IVG : La longue marche des féministes latinas
Malgré la victoire historique des Argentines, l’immense majorité des femmes d’Amérique latine n’ont droit qu’à un régime d’avortement toléré, voire interdit.
dans l’hebdo N° 1635 Acheter ce numéro
La ténacité des militantes argentines peut laisser croire que le pays vient enfin d’effacer un retard dans le monde latino. Il n’en est rien. Il vient seulement de rejoindre Cuba (depuis 1965), l’Uruguay, le Guyana, les États mexicains de Oaxaca et de Mexico, où l’interruption volontaire de grossesse (IVG) est devenue un droit des femmes.
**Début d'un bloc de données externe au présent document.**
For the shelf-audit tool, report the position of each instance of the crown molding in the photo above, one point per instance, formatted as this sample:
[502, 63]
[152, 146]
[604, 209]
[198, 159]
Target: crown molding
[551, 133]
Si les pays radicalement « anti-IVG » restent tout aussi minoritaires (Salvador, Haïti, Honduras, Nicaragua, République dominicaine), l’immense majorité des femmes latinas n’ont droit qu’à un régime d’avortement toléré sous des conditions qui le leur rendent souvent inaccessible. Au Brésil, au Mexique (en presque totalité), en Colombie… elles doivent démontrer un risque pour leur vie ou leur santé, l’existence d’un viol ou d’une malformation fœtale. Faute de moyens pour avorter dans un pays qui l’autorise, elles en sont réduites aux risques d’une intervention clandestine. L’interdiction de l’IVG sanctionne avant tout les pauvres.
La victoire des Argentines est cependant historique. Car elle donne l’espoir de faire basculer à terme un monde latino pavé des mêmes obstacles (patriarcat exacerbé, conservatisme parlementaire, poids des Églises), qui abrite aussi les mouvements féministes parmi les plus combatifs de la planète. La mobilisation des femmes a été au cœur d’une révolution citoyenne au Chili, il y a un an, dont le souffle a dépassé les frontières du pays. À Bolsonaro, affirmant qu’il n’autoriserait jamais l’avortement au Brésil, la députée argentine Ofelia Fernández a rétorqué : « Méfie-toi, la force féministe latino-américaine au Brésil s’ajoute à la rage pour Marielle Franco », l’emblématique militante assassinée en 2018.